The bill also sets aside $750 million over five years to help states implement crisis intervention programs, including so-called “red-flag” laws, which allow authorities to temporarily confiscate guns from people deemed to represent a threat to themselves or others. Other provisions toughen the criminal penalties for third-party gun sales, known as “straw” purchases, and clarify that individuals who repeatedly buy and sell firearms “to predominantly earn a profit” must register for a federal firearms license so they can run background checks on their customers.
The legislation also sets aside billions in grants to help with school security and mental health. The bill would launch more than a dozen new initiatives, including one that would create a broader network of “community behavioral health centers” and another that would increase access to telehealth services for those in a mental health crisis. The bill would offset federal spending by delaying for one year a Medicare rebate provision. Federal savings are estimated at around $21 billion.

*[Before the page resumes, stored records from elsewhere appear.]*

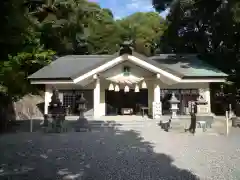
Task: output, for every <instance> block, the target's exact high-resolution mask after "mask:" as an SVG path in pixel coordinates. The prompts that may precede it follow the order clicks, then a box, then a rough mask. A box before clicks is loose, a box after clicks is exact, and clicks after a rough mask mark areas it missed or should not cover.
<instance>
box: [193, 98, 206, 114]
mask: <svg viewBox="0 0 240 180" xmlns="http://www.w3.org/2000/svg"><path fill="white" fill-rule="evenodd" d="M207 104H208V102H207V101H206V100H205V99H204V98H203V96H202V95H199V97H198V99H197V101H196V106H197V114H207V113H208V107H207V106H206V105H207Z"/></svg>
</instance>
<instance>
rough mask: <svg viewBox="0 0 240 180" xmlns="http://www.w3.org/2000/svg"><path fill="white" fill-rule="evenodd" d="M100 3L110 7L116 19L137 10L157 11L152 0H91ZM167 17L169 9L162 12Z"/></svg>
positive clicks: (143, 11)
mask: <svg viewBox="0 0 240 180" xmlns="http://www.w3.org/2000/svg"><path fill="white" fill-rule="evenodd" d="M89 1H92V2H96V3H98V4H100V6H101V7H102V8H108V9H110V10H111V11H112V12H113V14H114V18H115V19H121V18H123V17H126V16H129V15H131V14H133V13H135V12H149V11H155V10H154V8H153V7H152V0H89ZM160 15H161V16H162V17H166V15H167V11H165V12H162V13H161V14H160Z"/></svg>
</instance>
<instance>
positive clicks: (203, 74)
mask: <svg viewBox="0 0 240 180" xmlns="http://www.w3.org/2000/svg"><path fill="white" fill-rule="evenodd" d="M132 55H133V56H135V57H137V58H139V59H141V60H144V61H146V62H148V63H150V64H152V65H154V66H156V67H158V68H160V69H163V70H165V71H167V72H169V73H172V74H174V75H177V76H179V77H181V78H198V77H206V78H207V77H226V76H227V74H225V73H223V72H221V71H219V70H218V69H216V68H214V67H212V66H210V65H208V64H206V63H204V62H203V61H201V60H200V59H199V58H197V56H196V55H192V54H186V55H181V56H180V55H176V54H160V55H156V56H152V57H146V56H143V55H141V54H139V53H136V52H133V54H132ZM118 56H119V53H115V54H113V55H68V56H63V57H60V58H58V59H57V60H55V61H53V62H52V63H51V64H50V65H48V66H46V67H44V68H42V69H40V70H39V71H37V72H36V73H34V74H32V75H31V76H29V77H28V78H29V79H74V78H76V77H78V76H80V75H82V74H84V73H87V72H88V71H90V70H92V69H94V68H97V67H98V66H100V65H102V64H104V63H106V62H108V61H110V60H112V59H114V58H116V57H118Z"/></svg>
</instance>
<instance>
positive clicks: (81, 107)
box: [76, 93, 87, 118]
mask: <svg viewBox="0 0 240 180" xmlns="http://www.w3.org/2000/svg"><path fill="white" fill-rule="evenodd" d="M76 103H77V104H78V107H77V108H78V110H79V118H83V117H84V111H85V110H86V103H87V100H86V99H85V98H84V97H83V93H81V95H80V97H79V99H78V100H77V101H76Z"/></svg>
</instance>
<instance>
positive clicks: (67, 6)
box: [0, 0, 166, 97]
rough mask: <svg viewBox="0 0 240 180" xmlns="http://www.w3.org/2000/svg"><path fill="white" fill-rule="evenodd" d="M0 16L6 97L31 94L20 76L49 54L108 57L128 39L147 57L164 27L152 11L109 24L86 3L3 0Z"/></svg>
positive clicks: (95, 4)
mask: <svg viewBox="0 0 240 180" xmlns="http://www.w3.org/2000/svg"><path fill="white" fill-rule="evenodd" d="M0 12H1V13H2V14H1V15H2V16H1V17H0V23H1V24H2V28H1V34H0V46H1V50H2V51H1V55H0V57H1V61H0V83H1V84H0V92H1V93H5V94H6V95H8V96H10V97H21V96H22V95H24V94H25V93H28V92H33V90H34V88H33V87H34V86H30V85H29V82H28V80H27V79H26V77H27V76H28V75H30V74H32V73H33V72H35V71H37V70H38V69H40V68H41V67H43V66H44V65H46V64H48V63H50V62H51V61H52V58H53V55H54V54H55V55H57V56H62V55H66V54H113V53H114V52H116V51H117V50H118V49H119V45H120V44H121V43H122V42H123V41H125V40H132V41H133V42H134V44H133V45H134V47H135V50H136V51H138V52H140V53H143V54H145V55H150V54H151V49H152V45H153V44H154V43H156V42H157V41H158V40H159V37H160V36H161V35H162V34H163V32H164V29H165V27H166V26H165V24H164V22H165V21H164V20H163V19H162V18H161V17H160V16H159V14H158V13H136V14H133V15H131V16H129V17H126V18H124V19H121V20H115V19H114V16H113V13H112V12H111V10H109V9H105V8H101V7H100V6H99V5H98V4H97V3H94V2H89V1H87V0H9V1H3V2H2V6H1V7H0ZM160 22H161V23H160Z"/></svg>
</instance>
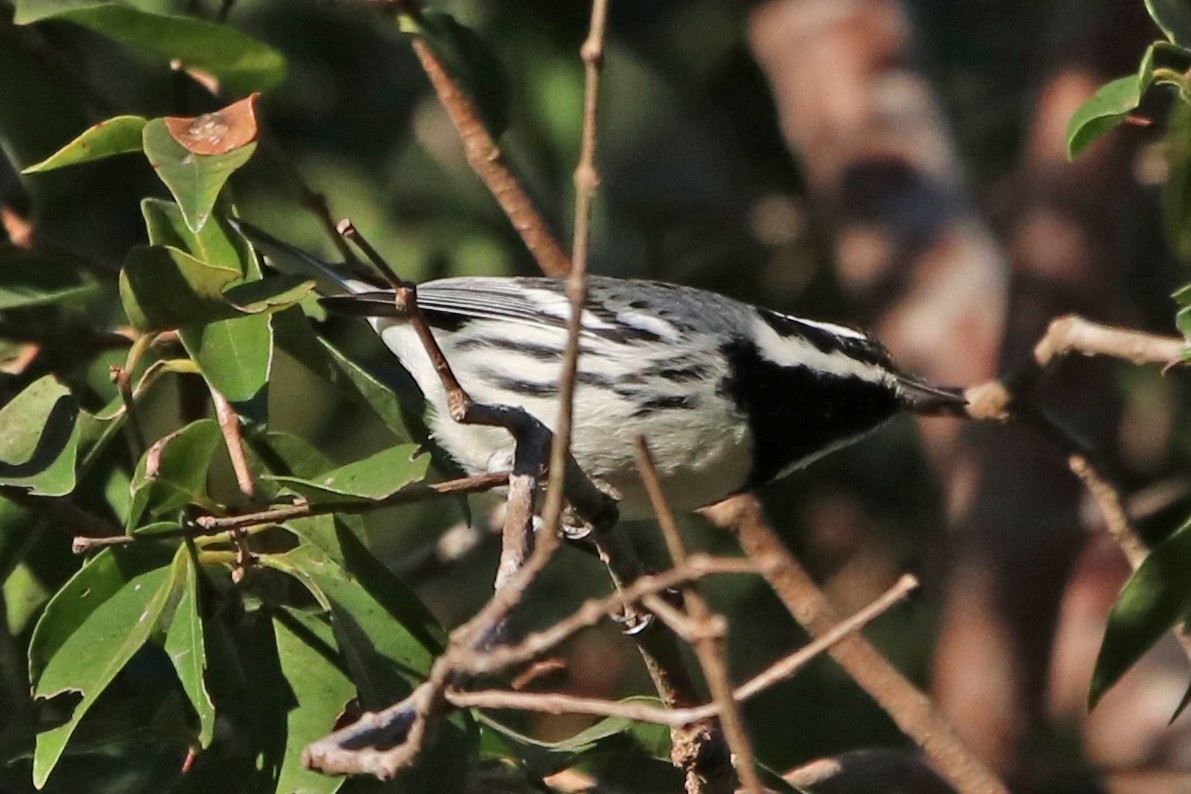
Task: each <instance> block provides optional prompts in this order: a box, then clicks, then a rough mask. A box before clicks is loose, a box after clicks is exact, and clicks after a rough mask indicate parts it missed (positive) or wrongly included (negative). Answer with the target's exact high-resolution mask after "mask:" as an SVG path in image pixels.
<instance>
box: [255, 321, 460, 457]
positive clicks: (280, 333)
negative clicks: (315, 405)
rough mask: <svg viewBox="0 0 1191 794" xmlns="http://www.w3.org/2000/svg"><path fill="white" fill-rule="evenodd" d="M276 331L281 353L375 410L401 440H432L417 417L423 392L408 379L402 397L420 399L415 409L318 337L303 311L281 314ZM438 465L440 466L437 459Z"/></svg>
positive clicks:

Steve Scalise (the Louisiana minority whip) and Kevin McCarthy (the minority leader in California), urged colleagues to reject the gun safety bill. The National Rifle Association also fiercely opposed the bill, releasing a statement on Tuesday that said it “does little to truly address violent crime while opening the door to unnecessary burdens on the exercise of Second Amendment freedom by law-abiding gun owners.”
In the meantime, various other organizations supported the bill, such as the Fraternal Order of Police (FOP), the International Association of Chiefs of Police (IACoP), the National Domestic Violence Hotline, National Alliance on Mental Illness, and the American Psychological Association.
“This bill doesn’t do everything we would like to do,” Pelosi acknowledged, adding that Democrats would like to see more productive action on background checks and high-capacity magazines.
Rep. StenyHoyer (a Democrat from Maryland) praised those Republicans who were willing and able to withstand any political fallout by supporting the bill.
“Those Republicans who said the NRA does not stand for No Republican Action—they took action, they stood up,” Hoyer said. “Even in the face of boos from their own party.”